It was the late 1960s when new mothers especially were very often enticed with baby food supplements promising optimum levels of iron, calcium, and scores of mineral. However, it was all spurious.
And, it was Annapurna Shukla, from Varanasi, who turned up with her pioneering research in infant nutrition and was instrumental in bringing to the forefront the crucial role of breast milk in the health and well-being of a newborn.
Before Dr. Shukla’s research, doctors, nurses and medical social workers, among others, were ill-advising expectant mothers not to breastfeed their newborns.
While pursuing her Ph.D. in the United Kingdom, the 91-year-old Dr. Shukla observed over 300 babies as the Chief Medical Officer (CMO) in Worcestershire. Of those 300 infants, only one was being breastfed by its mother and that too partially. She saw that the babies in the European countries generally weighed more than an average Indian baby.
She also understood that families were allowing themselves to be misled by the advertisements and packaging of baby food. They were told that these products are better for the child’s health and mother’s milk is insufficient.
The research was carried out in the United Kingdom and published in the British Medical Journal. She along with three other researchers studied parameters such as body weight, calorie intake, feeding pattern in infants and their correlation with obesity.
Shukla told TOI “We found that babies up to one year of age, who were getting solid foods and not breast milk, were obese and overweight. When the research was published, the government ordered baby food manufacturers to carry a warning that they were ‘not a substitute for mother’s milk’ on their products. It upset a lot of companies. And today, we are saving babies because of this knowledge.”
Even the World Health Organization now mandates that babies should be extensively breastfed for at least six months. Consequently, babies should be breastfed for one year as other items are being introduced into the infant’s diet.
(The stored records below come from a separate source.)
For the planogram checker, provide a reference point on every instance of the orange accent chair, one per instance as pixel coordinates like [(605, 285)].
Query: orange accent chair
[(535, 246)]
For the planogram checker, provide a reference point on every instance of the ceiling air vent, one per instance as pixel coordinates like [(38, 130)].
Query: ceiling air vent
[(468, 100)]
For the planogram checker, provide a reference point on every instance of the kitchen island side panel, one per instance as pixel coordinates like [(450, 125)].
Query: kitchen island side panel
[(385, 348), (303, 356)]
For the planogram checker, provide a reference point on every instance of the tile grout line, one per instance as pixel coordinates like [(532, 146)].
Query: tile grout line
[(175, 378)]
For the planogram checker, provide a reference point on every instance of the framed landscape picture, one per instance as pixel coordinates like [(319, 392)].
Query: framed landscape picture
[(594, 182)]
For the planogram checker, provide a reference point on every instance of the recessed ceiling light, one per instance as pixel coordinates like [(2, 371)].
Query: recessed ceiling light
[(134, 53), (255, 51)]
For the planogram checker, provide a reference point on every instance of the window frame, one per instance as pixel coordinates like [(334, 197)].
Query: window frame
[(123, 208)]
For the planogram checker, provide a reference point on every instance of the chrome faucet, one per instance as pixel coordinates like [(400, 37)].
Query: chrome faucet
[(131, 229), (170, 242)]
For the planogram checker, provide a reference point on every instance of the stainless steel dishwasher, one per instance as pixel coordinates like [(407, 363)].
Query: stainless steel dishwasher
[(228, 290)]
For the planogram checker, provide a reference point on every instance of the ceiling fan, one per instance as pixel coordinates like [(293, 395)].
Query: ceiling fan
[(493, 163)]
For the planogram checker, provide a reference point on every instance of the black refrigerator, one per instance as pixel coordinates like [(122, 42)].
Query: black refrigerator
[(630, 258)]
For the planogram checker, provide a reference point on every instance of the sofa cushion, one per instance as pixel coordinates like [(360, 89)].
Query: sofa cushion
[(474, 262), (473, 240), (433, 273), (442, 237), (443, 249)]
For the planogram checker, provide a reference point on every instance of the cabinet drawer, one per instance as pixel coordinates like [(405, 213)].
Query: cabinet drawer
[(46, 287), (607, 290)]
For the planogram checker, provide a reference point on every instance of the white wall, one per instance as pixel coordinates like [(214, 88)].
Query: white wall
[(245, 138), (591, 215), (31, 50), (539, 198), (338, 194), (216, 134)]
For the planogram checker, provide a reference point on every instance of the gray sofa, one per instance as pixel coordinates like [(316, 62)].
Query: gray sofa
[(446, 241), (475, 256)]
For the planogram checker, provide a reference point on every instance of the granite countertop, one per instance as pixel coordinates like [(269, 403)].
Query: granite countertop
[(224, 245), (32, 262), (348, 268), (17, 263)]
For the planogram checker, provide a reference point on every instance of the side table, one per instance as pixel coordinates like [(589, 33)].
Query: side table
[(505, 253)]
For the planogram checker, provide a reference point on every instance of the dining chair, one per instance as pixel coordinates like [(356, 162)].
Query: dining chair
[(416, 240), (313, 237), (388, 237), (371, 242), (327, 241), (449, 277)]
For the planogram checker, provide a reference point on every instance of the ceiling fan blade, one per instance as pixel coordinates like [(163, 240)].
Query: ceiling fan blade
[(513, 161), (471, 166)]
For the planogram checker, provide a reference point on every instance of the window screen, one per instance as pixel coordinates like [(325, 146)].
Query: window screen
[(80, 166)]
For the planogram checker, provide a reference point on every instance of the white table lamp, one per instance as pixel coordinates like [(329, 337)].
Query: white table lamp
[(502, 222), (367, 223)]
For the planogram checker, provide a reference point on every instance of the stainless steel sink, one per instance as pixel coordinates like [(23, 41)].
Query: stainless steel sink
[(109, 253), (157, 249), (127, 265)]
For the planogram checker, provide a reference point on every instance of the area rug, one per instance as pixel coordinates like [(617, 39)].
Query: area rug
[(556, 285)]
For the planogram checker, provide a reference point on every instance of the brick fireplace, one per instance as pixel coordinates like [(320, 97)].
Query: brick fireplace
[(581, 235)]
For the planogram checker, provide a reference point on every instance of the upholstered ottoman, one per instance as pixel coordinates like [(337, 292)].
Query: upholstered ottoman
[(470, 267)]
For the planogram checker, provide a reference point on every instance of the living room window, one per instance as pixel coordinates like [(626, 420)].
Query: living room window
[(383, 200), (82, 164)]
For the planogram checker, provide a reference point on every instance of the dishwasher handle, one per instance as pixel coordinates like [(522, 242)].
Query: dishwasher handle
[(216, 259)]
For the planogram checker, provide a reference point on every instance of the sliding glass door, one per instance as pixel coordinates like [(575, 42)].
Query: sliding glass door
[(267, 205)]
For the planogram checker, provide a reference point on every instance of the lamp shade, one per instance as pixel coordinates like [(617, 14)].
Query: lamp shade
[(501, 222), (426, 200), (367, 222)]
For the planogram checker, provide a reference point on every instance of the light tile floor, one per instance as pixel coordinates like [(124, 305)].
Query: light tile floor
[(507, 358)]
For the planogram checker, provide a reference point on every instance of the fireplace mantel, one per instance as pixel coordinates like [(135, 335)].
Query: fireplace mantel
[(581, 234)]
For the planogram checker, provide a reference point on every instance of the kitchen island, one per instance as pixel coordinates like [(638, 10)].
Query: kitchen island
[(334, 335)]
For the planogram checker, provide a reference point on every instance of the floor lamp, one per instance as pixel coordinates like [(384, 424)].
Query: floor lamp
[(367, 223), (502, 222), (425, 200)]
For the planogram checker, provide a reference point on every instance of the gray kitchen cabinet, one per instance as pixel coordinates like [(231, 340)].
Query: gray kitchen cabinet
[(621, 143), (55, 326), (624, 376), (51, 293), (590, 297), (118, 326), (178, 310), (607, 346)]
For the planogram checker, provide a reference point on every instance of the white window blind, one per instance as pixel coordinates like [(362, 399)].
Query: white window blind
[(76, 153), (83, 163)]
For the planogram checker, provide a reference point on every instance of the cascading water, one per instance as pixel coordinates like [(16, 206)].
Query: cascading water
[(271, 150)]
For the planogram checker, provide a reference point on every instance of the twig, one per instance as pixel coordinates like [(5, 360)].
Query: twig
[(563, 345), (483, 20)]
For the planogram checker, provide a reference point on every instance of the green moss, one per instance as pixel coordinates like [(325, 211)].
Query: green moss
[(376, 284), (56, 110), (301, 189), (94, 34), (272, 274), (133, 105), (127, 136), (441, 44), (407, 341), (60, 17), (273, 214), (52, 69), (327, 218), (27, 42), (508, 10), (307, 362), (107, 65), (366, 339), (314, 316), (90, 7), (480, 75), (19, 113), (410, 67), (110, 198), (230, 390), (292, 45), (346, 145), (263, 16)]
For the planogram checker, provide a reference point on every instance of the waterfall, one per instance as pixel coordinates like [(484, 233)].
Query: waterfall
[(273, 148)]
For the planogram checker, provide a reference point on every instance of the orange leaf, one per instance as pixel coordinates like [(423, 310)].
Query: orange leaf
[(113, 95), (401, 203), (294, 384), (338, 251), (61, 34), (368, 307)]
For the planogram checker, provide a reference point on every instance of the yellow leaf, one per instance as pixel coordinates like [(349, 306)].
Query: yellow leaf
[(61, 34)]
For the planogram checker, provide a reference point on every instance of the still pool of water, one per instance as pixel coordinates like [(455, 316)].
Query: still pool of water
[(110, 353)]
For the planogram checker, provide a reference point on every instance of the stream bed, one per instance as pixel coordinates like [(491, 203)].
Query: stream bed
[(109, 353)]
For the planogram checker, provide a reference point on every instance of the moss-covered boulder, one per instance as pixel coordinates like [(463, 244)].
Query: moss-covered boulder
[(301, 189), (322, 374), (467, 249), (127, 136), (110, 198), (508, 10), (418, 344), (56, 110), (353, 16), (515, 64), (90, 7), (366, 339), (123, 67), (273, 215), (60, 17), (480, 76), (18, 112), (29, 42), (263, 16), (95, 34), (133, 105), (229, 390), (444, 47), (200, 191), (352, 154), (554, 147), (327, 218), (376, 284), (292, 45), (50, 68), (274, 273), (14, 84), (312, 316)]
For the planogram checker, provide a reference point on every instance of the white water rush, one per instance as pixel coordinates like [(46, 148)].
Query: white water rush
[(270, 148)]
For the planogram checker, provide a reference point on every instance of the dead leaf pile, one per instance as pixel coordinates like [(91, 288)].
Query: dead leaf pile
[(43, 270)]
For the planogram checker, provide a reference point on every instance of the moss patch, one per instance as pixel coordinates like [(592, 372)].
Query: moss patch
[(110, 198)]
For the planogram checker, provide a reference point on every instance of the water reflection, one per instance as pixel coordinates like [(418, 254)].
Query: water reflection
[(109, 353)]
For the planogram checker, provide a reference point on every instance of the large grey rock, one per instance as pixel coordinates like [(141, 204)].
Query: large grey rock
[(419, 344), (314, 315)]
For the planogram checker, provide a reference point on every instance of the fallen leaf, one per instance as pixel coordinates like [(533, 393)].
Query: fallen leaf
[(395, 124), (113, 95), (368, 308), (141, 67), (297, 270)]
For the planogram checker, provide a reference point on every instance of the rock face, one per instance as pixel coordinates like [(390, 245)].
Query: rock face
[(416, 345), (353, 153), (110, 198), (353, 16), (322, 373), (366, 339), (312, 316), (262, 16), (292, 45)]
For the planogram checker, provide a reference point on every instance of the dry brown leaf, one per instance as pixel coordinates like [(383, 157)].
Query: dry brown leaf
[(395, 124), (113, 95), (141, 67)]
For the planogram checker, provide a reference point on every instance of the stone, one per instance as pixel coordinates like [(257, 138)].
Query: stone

Dr. Shukla’s research was based on the vedic practice of anna prashan that introduces solids, usually in the form of milk-and-rice kheer to a child at six months. The veteran said that the founder of Banaras Hindu University (BHU) Pandit Madan Mohan Malviya influenced her life since her childhood.
She completed her MBBS from Patna Medical College (then Prince of Wales Medical College) in 1945. After completing MBBS, she got married and started working as a medical officer at Mahila Mahavidyalay. She was one of the four practising women doctors in Varanasi at the time.
She even taught women at food science and nutrition department at Banaras Hindu University and motivated them to pursue valuable research. Finally, in 1969 she went to UK to do her Ph.D. in infant nutrition, as part of which she did the groundbreaking research.